Court Opinion

ID: 9521047
Source: CourtListenerOpinion
Date Created: 2023-08-07 01:55:52.558933+00
Date Added: 2024-06-11T12:47:33.548644
License: Public Domain

PRENTICE, Justice,
dissenting.
I would reverse the judgment because of the giving of State's final instruction No. 5 (final instruction number 19) over Defendant's objection. It was as follows:
"An accomplice is a competent witness, and a person may be convicted on the uncorroborated testimony of an accomplice."
Although the instruction is a correct statement of the law, it should not have been given in view of our numerous opinions that instructions as to credibility should be general and apply equally to all witnesses.
I acknowledge that the instructions in those cases to which we have been referred by Defendant went further and burdened the testimony of the witnesses to which they were directed with, at the very least, a suggestion that they were less creditworthy than others. While the instruction in this case did not directly charge that accomplices were either more or less creditworthy than other witnesses, it could not add to the jury's appreciation of its province in assessing credibility, and the matter had been covered, generally, by other instructions, as had the matter of the level of proof required to sustain a conviction. The instruction, therefore, could serve no bona fide purpose but was a harpoon to suggest to the jury, albeit subtly, that the State was entitled to have the testimony of accomplice witnesses accepted free from the stigma that inherently accompanies it. Witness competency is a matter to be determined by the court-not the jury. The accomplices, having been permitted to testify, their testimony was to be considered and assessed for credibility by the same standards as the testimony of other witnesses. It is error to advise or suggest that the testimony of any witness is entitled to less credit than the jury would give it under the instructions applicable to all witnesses. Swanson v. State, (1944) 222 Ind. 217, 52 N.E.2d 616; Alder v. State, (1958) 239 Ind. 68, 154 N.E.2d 716; Taylor v. State, (1972) 257 Ind. 664, 278 N.E.2d *1344273; Turner v. State, (1972) 258 Ind. 267, 280 N.E.2d 621; Drollinger v. State, (1980) 274 Ind. 5, 408 N.E.2d 1228, 1241; Taylor v. State, (1981) Ind., 425 N.E.2d 141, 143; Gadacz v. State, (1981) Ind., 426 N.E.2d 376, 379; Tawney v. State, (1982) 439 N.E.2d 582, 587. It follows that it is error to single out the testimony of a witness and suggest that it is entitled to more credit than the jury would give it under such general instructions.

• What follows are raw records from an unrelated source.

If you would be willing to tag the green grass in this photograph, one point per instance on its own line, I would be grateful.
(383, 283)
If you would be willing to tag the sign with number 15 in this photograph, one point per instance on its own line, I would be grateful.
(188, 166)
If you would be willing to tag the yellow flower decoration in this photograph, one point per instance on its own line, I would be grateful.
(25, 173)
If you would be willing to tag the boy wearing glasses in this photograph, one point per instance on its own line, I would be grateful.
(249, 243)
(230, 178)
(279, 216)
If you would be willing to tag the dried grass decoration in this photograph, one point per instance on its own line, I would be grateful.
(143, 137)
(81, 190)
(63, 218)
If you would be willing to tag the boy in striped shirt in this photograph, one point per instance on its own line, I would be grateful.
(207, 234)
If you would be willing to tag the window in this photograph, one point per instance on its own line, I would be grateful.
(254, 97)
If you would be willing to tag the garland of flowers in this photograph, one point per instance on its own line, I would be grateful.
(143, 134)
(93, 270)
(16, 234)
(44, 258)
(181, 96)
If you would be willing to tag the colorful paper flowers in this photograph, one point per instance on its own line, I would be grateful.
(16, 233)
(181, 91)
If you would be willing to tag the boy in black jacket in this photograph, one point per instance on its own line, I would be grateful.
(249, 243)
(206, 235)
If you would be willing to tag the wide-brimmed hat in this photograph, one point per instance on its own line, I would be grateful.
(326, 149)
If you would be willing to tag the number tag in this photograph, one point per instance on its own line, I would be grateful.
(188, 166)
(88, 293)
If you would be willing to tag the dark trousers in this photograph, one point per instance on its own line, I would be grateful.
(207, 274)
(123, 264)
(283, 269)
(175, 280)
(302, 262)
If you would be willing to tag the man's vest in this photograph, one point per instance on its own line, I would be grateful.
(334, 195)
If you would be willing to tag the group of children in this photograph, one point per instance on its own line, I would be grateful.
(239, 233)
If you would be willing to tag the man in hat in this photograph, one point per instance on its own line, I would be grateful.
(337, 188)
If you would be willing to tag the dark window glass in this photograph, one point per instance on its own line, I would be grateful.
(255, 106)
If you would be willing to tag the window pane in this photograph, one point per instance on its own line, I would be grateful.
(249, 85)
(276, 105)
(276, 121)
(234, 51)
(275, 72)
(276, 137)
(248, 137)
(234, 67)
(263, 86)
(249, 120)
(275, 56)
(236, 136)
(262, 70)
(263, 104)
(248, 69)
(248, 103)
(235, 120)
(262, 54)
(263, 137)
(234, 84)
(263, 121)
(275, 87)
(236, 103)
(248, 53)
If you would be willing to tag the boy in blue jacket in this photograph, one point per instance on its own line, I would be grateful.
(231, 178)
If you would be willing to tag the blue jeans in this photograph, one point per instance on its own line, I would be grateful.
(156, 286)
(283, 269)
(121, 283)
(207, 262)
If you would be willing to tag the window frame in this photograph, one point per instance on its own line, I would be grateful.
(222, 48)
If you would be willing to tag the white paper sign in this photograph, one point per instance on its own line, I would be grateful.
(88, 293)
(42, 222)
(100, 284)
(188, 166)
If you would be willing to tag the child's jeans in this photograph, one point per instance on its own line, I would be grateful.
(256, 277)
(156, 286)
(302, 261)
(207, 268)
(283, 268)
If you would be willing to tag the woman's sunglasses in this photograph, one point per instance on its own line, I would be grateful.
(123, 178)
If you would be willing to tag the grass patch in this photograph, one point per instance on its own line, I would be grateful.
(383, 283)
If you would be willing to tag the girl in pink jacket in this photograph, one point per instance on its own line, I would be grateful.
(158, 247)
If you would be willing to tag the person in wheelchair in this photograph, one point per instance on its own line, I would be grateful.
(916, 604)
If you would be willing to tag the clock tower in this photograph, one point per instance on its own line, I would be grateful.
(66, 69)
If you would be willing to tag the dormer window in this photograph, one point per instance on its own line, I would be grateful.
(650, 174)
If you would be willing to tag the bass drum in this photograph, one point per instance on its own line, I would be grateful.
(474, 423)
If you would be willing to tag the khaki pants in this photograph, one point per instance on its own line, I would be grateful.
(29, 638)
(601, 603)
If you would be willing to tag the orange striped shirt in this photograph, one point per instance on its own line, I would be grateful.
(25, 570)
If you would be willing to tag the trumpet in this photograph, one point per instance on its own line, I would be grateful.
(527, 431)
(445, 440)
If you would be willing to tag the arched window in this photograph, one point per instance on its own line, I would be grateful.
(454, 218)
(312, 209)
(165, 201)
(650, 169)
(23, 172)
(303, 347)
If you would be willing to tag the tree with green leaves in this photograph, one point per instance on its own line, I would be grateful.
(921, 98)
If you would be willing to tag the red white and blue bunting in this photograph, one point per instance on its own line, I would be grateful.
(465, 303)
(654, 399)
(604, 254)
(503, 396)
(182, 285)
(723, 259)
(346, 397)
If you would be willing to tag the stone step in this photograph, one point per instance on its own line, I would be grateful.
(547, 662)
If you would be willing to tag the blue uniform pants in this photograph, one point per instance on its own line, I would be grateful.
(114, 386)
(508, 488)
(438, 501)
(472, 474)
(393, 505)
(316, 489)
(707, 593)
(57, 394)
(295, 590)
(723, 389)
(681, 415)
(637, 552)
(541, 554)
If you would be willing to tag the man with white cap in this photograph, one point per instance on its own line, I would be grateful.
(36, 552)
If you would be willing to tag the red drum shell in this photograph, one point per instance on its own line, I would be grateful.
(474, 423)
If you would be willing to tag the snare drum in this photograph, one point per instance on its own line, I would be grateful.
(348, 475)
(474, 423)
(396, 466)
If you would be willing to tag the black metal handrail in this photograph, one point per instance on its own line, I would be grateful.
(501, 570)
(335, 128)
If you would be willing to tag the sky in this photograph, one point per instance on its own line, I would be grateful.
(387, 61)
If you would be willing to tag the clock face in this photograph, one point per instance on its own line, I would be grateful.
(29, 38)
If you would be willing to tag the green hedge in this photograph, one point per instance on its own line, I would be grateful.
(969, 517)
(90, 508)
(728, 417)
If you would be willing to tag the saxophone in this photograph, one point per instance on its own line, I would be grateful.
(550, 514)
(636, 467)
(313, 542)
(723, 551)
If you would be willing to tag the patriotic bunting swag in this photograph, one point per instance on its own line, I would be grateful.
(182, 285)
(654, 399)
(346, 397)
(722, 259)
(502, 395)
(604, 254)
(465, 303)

"'We think that it is error for the court to single out any special witness, personally, and burden his testimony with any suggestions which might indicate to the jury that in the opinion of the court such witness was liable to testify falsely. Instructions as to the credibility of witnesses should be general, and apply equally to all of the witnesses for the state and the defendant alike. Because a witness may be the defendant is no reason why he should be visited with condemnation upon the one hand, or clothed with sanctity upon the other. He is before the court as a witness, and should be treated by both the court and the jury just as other witnesses are treated-no better and no worse.'"
Swanson v. State, (1944) 222 Ind. at 219, 52 N.E.2d at 617-618, quoting Fletcher v. State, (1909) 2 Okla.Cr. 300, 101 P. 599.
The instruction, in context, could not have done other than tell the jury that it need have no concern that the conviction of Defendant hinged upon the testimony of accomplice testimony. In my judgment this was an improper intrusion.